Accettare che non ci sarai più, che la vita prima o poi
arriva al traguardo.
E tu di certo ci hai battuto sul tempo. Hai vinto la corsa,
la gara che siamo costretti a concludere tutti.
Ora mi sarebbe piaciuto sussurrartelo all’orecchio, come un
tempo: Hai vinto. Sei il mio campione.
E poi vederti voltare la testa di scatto, con quei
movimenti improvvisi che mi hanno sempre spaventata, sorridere e strizzare gli
occhi. Tutti e due: quello verde e quello castano. Non sei mai stato capace di
fare l’occhiolino.
Ridevo sempre ai tuoi tentativi vani. Ti sforzavi fino allo
stremo e alla fine scoppiavi in una risata cristallina.
Mi faceva venire la pelle d’oca, quel suono, simile ad una
melodia dolce, familiare. Forse una cantilena di qualche nota sonata classica,
qualcosa di Mozart o di Beethoven.
L’aria che scivola dalla finestra al mio banco mi riscuote.
Sventola i miei fogli e ripristina l’ordine, il suo ordine.
Vorrei poter fare lo stesso. Cancellare, ricominciare da
capo. Poter tornare indietro nel tempo, dirti Ti amo almeno una volta.
Me lo chiedevi. Me lo chiedevi spesso.
Dillo che mi ami.
Ma io mi tiravo sempre indietro, mascherando la paura
dietro a un sorriso fatto apposta.
Non avevo il coraggio di mormorare quelle lettere, di
metterle in fila, di dar loro un senso.
L’amore è una cosa spaventosa, lo sai, no? Risuona in noi,
nelle profondità della nostra anima, cambia tutto ciò che ci circonda. Cambia
il sapore dell’acqua, dell’erba sotto la schiena, del vento d’aprile, del
cielo.
E avevo paura che se avessi aperto la porta che dava su
quel mondo così immenso, così diverso, così sconosciuto e inesplorato, avrei
perso ogni certezza. Come sarebbe andata a finire, poi?
Eppure ora te lo direi, in ogni istante. In ogni mio respiro
ci sarebbe dell’amore, in ogni carezza dell’eternità.
Quell’eternità che ora la malattia ci ha rubato.
Esco dalla classe senza far rumore. Scivolo invisibile tra
i sorrisi che, dopo due settimane da quel giorno, sono tornati a risplendere su
tutti i volti. I tuoi compagni ti hanno dimenticato?
No, questo è solo lo scorrere del tempo.
Per quanto possa essere egoista, anche io vorrei poter fare
come loro.

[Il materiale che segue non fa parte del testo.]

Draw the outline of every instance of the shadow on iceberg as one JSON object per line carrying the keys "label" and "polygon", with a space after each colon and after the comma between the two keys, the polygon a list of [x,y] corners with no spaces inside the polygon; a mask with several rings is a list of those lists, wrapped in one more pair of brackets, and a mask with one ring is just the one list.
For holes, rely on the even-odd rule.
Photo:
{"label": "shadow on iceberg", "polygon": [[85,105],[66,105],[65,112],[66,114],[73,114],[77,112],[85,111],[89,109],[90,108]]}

Sorridere ancora.
Ma proprio non ci riesco, per quanto mi sforzi. Non ci
riesco.
La strada verso casa è lunga: mi piace percorrerla da sola.
La compagnia ora non mi interessa e il silenzio dentro di me copre tutte le
voci esterne, straniere. C’è così tanto silenzio.
Mi è sempre piaciuto il silenzio. Ora che ce n’è così
tanto, invece, mi spaventa.
Le case sono uguali a prima: grigie, rosse, con i balconi,
con le piccole imposte. Alcuni vasi di fiori fanno capolino dalle finestre, si
sporgono oltre le ringhiere, mi tendono le mani vermiglie. Non accetto
quell’amichevole stretta: la loro gioia mi insulta.
Oltre quell’angolo, laggiù, c’è la tua casa. Quante volte
ci sono passata di nascosto, prima di averti per me.
Lanciavo un’occhiata attraverso le tende della tua camera,
immaginando di vederti appollaiato sul letto, intento a recitare con foga
qualche passo di Eschilo, o Sofocle. Euripide non ti piaceva, vero?
Ora tua madre è sul portone di casa, sta portando a spasso
il cane. Lo avevi chiamato Elle, come quel giovane che precipitò nel mare.
L’ironia di quel nome risuona tutta nel tuo destino, ora. Precipitato dalle
spalle dell’ariete dorato nel mare della malattia che, con i suoi flutti
infiniti, ti ha portato giù con sé.
Tua madre mi vede; non sorride. Ma c’è speranza nei suoi
occhi.
E io ero rimasta lì, sotto casa tua. Finché, quel giorno, ti eri affacciato alla finestra e avevi salutato con la mano. Imbarazzata per essere stata scoperta, avevo ricambiato titubante. Tu eri uscito sul balcone pieno di fiori rossi e ti eri sporto, fissando i miei occhi con la dolcezza di un uomo che ritrova la libertà perduta.
Ero certa che ti stessi ispirando a Shakespear. Ma che
strano modo di vedere Romeo e Giulietta.
E adesso chi aprirà quella porta, Romeo? Chi uscirà sul
balcone?
Giulietta non è nulla senza Romeo.
Il destino dei due infelici
amanti, quel giorno, ha plagiato il nostro, amore.
Poche righe che non sarei nemmeno degna di
scrivere, per la scomparsa di un mio compagno d’Istituto.
Era un ragazzo favoloso, ma lo conoscevo solo di vista. È incredibile come, a morire, siano sempre coloro che meriterebbero di più di vivere. Esiste davvero il giudizio di Dio?
Spero che queste mie parole rendano almeno l’idea di cosa voglia dire una morte così.